What held everything together was an exceptional level of care within the team. That trust, internal first, is what allowed us to navigate obstacles and keep going when pressure peaked. It was massive. And it worked.
Key Takeaways
Learning innovation builds multiple skills, individually and collectively.
When young people are trusted and supported, they become essential drivers of impact.
Inclusion must be structural: built into the programme’s architecture (mobile-first, low bandwidth, multilingual).
Facilitation and protection (including safeguarding) should be treated as foundations, not optional add-ons.
Trust is built more sustainably with organisations through a consistent process, not persuasion alone.
To go far, protect the team: care, wellbeing, internal communication, and coordination make large-scale results possible.
IFRC Limitless Peace Has Launched!
On 12 February 2026, the IFRC Solferino Academy officially launched Limitless Peace, the third edition of the IFRC Limitless Youth Innovation Academy.
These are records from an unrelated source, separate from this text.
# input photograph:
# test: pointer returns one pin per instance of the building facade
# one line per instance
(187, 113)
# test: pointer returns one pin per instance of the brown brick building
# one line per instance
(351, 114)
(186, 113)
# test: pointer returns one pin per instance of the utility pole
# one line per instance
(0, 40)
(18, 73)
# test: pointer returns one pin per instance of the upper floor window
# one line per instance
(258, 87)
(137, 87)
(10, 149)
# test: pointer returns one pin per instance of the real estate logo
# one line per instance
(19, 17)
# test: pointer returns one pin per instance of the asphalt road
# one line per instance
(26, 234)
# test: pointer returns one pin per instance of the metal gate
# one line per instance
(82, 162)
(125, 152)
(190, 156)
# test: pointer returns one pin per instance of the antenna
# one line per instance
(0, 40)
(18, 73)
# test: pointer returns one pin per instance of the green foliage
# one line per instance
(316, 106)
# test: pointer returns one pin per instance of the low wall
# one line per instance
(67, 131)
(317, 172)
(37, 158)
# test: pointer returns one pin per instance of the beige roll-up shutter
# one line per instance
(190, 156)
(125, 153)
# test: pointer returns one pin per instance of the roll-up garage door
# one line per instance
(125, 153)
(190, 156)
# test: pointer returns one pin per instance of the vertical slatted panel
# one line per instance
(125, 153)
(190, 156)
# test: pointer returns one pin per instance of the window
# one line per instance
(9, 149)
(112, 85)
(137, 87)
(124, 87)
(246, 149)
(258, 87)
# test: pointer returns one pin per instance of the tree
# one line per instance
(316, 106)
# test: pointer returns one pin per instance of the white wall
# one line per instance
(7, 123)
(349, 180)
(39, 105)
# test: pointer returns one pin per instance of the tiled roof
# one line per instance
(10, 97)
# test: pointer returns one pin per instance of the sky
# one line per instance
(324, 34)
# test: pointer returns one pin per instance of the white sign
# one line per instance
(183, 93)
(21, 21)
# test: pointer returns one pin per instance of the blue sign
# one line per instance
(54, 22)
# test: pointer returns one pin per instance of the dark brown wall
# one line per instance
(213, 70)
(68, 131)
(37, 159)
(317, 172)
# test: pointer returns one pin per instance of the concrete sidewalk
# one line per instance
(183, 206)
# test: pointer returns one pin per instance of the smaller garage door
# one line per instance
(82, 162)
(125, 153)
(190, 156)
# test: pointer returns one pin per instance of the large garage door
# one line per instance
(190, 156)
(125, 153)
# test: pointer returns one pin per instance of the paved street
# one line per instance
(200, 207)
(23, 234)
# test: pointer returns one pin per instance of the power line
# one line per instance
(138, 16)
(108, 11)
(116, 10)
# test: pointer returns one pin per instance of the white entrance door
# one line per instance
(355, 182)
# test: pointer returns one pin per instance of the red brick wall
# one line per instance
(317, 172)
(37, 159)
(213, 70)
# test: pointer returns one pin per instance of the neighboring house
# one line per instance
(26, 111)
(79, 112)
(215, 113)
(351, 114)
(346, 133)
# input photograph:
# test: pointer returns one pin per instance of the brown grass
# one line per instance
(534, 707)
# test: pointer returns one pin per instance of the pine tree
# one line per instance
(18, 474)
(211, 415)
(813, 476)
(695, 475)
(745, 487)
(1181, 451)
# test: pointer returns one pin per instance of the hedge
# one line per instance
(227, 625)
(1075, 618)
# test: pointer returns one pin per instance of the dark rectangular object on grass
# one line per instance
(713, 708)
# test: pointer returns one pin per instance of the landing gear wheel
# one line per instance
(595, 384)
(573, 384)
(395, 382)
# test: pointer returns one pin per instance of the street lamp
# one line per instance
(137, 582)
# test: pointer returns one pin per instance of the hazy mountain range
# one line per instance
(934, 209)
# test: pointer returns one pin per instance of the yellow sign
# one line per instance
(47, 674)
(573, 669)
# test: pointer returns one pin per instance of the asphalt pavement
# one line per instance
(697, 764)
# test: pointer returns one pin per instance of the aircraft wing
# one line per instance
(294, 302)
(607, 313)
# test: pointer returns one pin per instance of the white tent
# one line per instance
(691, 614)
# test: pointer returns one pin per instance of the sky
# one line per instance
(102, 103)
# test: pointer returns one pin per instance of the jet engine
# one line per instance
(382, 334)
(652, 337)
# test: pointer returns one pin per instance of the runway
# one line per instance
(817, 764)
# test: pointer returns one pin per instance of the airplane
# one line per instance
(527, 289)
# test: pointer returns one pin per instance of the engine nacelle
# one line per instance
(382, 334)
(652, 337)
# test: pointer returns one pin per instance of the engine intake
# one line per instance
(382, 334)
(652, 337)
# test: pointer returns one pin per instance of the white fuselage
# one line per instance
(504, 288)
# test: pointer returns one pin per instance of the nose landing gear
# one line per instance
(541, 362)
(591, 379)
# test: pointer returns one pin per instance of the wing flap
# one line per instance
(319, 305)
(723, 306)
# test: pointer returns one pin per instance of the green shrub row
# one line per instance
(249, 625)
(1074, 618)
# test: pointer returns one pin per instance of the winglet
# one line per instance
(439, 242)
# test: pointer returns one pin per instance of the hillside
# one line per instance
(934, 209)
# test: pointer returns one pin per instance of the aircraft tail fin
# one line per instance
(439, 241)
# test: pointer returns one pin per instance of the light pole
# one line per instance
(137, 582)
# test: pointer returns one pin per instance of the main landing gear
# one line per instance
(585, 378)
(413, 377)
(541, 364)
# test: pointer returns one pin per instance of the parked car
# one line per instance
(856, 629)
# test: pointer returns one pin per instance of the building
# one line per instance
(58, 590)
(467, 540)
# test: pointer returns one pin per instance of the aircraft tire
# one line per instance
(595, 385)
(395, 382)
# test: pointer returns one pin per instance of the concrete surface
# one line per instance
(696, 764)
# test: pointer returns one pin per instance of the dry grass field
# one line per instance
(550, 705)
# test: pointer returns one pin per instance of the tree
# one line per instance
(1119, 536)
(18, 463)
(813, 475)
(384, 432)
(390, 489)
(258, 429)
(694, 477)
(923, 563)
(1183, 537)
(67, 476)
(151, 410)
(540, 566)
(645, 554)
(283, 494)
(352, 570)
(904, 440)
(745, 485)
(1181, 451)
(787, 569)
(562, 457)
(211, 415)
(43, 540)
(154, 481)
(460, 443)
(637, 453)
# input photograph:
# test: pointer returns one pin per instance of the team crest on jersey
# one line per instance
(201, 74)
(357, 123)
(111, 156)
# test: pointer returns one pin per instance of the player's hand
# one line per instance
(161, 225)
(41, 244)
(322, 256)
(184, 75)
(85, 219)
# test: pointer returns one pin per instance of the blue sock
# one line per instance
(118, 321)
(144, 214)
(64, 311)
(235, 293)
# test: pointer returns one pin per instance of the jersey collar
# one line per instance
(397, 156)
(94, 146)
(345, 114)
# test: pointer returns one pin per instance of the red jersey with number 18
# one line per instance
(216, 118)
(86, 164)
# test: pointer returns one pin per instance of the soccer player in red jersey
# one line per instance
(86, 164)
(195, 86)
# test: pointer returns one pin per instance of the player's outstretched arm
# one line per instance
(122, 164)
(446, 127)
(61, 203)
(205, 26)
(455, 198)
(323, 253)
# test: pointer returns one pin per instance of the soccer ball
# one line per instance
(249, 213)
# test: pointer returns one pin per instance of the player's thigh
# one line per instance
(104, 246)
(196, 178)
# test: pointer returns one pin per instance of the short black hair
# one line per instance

After COVID-19 Response and Climate & Environment, this new edition turns its focus to something both urgent and foundational: peace. Not peace as an abstract ideal, but peace as daily practice: social cohesion, dignity, dialogue, mental wellbeing, inclusion, food security, protection, and opportunity.
This edition invites young volunteers and National Societies to explore how innovation can strengthen communities before tensions escalate and help repair trust where it has been fractured.
The structure remains bold and accessible: four progressive phases, seed funding, personalised mentorship, microlearning delivered via messaging platforms, peer-to-peer global networks, and acceleration support for selected initiatives.
Although I am no longer part of the core team delivering this edition, I remain strongly supportive of the Academy’s vision and impact, and I look forward to seeing what this new generation of innovators will create.